This past Sunday, there were reportedly 396 deaths from COVID-19 complications in the U.S., as reported by the Johns Hopkins Center for Systems Science and Engineering. Roughly one year ago, there were about 2,662 deaths from COVID-19 complications.
While that is just taking the pulse from a single day– and over the past month, the two numbers were not too far apart– other data sets seem to show that the situation may be starting to ebb.
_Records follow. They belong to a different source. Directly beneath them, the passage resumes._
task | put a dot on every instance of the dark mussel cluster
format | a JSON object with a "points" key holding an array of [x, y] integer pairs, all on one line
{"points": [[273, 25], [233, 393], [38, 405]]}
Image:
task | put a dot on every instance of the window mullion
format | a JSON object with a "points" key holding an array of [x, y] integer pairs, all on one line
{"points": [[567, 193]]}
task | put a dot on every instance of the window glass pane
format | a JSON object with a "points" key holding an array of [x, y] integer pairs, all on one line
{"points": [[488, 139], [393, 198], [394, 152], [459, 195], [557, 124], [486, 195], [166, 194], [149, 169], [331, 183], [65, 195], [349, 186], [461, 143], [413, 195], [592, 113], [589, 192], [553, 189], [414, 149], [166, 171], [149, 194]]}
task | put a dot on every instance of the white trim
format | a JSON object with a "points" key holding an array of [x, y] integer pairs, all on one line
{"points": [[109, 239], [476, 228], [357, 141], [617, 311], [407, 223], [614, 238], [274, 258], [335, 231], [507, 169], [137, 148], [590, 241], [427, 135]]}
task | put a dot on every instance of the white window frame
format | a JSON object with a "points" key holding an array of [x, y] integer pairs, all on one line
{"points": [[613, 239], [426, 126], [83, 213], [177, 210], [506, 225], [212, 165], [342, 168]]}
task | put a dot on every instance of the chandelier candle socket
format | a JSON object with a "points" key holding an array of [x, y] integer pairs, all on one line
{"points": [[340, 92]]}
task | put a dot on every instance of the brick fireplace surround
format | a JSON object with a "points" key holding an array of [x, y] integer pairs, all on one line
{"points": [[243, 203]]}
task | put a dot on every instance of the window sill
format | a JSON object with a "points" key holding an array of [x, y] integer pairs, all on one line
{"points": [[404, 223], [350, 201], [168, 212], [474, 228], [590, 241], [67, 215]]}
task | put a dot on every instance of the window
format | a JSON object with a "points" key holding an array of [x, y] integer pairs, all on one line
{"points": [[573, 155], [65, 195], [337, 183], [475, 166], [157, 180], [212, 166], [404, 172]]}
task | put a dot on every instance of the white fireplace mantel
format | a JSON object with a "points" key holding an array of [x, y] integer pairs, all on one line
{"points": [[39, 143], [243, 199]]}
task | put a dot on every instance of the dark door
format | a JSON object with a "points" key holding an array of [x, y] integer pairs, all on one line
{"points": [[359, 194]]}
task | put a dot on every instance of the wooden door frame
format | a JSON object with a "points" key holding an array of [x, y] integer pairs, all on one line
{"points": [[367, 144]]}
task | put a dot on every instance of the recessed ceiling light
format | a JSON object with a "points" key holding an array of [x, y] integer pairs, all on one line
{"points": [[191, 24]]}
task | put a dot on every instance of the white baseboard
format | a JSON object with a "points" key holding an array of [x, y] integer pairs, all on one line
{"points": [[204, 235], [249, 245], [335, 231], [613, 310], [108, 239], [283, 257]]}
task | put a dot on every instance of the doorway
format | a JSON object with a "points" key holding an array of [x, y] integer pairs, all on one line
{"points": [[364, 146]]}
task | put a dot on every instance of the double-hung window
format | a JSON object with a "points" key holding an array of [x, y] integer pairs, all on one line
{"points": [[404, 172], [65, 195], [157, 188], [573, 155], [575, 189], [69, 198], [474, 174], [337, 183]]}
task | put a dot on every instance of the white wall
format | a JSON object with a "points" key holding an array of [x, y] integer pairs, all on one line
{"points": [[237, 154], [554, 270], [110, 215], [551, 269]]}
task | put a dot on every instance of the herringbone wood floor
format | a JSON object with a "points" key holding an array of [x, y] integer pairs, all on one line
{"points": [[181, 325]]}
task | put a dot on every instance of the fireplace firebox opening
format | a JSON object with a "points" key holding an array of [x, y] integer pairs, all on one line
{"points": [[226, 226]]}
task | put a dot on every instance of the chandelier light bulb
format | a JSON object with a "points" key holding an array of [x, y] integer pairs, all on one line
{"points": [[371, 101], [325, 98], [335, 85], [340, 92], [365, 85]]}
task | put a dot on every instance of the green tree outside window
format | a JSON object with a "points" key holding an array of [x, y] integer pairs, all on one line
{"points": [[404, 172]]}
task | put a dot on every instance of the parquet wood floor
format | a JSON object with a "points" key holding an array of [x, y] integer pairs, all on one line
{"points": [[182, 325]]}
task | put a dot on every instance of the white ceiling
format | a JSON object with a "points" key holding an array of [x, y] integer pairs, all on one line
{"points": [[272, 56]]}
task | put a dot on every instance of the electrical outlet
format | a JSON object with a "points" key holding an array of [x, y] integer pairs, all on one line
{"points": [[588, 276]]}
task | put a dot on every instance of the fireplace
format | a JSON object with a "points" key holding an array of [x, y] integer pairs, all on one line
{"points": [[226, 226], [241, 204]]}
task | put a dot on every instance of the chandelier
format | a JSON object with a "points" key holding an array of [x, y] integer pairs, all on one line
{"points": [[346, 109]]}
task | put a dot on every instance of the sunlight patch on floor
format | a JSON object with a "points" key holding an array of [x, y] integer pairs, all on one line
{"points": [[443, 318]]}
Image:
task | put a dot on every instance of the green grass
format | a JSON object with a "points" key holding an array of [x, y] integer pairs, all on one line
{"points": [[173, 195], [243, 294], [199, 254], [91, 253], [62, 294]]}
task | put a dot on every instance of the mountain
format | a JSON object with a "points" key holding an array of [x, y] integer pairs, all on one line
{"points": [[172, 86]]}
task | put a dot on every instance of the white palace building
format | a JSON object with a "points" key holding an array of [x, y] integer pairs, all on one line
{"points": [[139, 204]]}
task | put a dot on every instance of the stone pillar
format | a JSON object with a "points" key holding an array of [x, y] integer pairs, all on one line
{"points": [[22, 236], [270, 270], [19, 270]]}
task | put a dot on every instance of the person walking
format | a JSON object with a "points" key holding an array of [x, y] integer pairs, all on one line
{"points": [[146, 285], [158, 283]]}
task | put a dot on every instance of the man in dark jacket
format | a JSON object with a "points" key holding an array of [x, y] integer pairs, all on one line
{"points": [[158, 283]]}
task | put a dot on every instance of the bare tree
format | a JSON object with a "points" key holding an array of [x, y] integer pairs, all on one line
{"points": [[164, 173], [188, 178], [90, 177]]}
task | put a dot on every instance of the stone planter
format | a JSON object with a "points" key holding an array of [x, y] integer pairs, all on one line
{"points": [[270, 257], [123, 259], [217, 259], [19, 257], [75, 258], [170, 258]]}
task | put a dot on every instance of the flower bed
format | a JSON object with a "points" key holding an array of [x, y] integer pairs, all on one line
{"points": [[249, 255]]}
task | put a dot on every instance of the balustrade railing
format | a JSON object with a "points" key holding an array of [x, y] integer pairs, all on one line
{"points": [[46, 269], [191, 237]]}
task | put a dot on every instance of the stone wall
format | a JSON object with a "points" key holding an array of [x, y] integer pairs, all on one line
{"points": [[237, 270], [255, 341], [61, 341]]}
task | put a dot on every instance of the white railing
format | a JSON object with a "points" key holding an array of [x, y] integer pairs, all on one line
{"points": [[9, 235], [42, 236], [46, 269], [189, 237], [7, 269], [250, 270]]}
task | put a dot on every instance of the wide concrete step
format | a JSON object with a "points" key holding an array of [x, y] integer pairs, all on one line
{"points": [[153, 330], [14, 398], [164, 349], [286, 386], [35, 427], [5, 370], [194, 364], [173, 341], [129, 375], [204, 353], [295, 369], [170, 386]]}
“Most states are now reporting fewer deaths than they had been a week ago, a USA Today analysis of Johns Hopkins University data shows,” the paper posted in a report on Monday. “Just 20 states reported increasing numbers of deaths compared to the previous week. That number was 34 states a week earlier. The United States continues to average about 2,400 to 2,500 deaths per day, a daily human cost about equal to the losses at Pearl Harbor.”
“We need to be cautiously optimistic,” stated an assistant professor and director of diversity at the Butler University College of Pharmacy and Health Sciences, Ogbonnaya Omenka, in an interview with USA Today. “Considering the surrounding circumstances, including the spread of the virus still, it won’t be very useful to the public to expect omicron to be the last variant.”
The falling trend was predicted by carious immunologists and scientists worldwide.
For example, the chief epidemiologist in Denmark predicted this past month that the SARS-CoV-2 variant Omicron will end up causing a quickened end to the worldwide pandemic, meaning “we will have our normal lives back in two months.”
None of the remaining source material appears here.